For a more detailed description of this use case and how it was developed within the DECIDe project see the dedicated gitbook page.

For more information on configuring an app instance to support smart search see the above configuration section.

Pipeline dashboard

Jobs

There are two types of jobs: harvesting and scheduled. The harvesting job is a one-time run of a job, while the scheduled job is triggered periodically following a cron pattern.
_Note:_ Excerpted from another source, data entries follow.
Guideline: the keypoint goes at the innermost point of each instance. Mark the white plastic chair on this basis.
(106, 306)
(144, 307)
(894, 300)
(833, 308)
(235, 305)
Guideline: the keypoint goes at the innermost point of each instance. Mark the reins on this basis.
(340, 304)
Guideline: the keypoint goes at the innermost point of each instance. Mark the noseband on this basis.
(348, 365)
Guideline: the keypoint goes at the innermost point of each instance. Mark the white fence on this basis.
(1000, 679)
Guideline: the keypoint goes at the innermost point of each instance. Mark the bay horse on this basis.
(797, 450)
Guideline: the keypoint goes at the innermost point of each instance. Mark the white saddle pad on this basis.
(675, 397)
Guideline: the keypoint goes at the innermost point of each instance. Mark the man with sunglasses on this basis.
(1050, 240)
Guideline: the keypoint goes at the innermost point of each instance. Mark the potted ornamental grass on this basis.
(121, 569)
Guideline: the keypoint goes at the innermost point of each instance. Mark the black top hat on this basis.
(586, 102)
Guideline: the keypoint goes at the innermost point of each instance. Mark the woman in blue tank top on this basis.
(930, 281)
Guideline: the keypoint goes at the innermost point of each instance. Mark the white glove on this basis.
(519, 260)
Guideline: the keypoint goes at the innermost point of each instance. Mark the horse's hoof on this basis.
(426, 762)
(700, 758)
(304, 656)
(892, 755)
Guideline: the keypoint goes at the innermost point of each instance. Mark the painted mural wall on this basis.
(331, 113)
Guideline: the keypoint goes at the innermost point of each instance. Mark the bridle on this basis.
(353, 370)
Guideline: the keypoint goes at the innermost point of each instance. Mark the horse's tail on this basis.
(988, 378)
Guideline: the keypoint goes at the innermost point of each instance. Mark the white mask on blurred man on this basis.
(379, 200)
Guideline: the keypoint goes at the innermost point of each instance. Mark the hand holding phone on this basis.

By pressing "Create new job", a job type ("operation") can be selected to create a new job.

alt text

Frontends

Accessing the frontends from your local machine

We use dispatcher v2, which dispatches different frontends based on hostname. If this does not work out of the box, you may have to add an entry similar to the following to your /etc/hosts:

127.0.0.1 dashboard.localhost
127.0.0.1 ds.localhost
127.0.0.1 human-validator.localhost
127.0.0.1 yasgui.localhost
127.0.0.1 policy-impact-report.localhost

Sources for rdfs:comments

The rdfs:comments for eli and eli-dl were sourced from http://data.europa.eu/eli/eli-draft-legislation-ontology# and http://data.europa.eu/eli/ontology#. rdfs:comments from migration config/migrations/20260612060322-add-other-rdfs-comments.sparql were added based on the content retrieved from the uris themselves, if they weren't dereferenceable, we created our own rdfs:comment.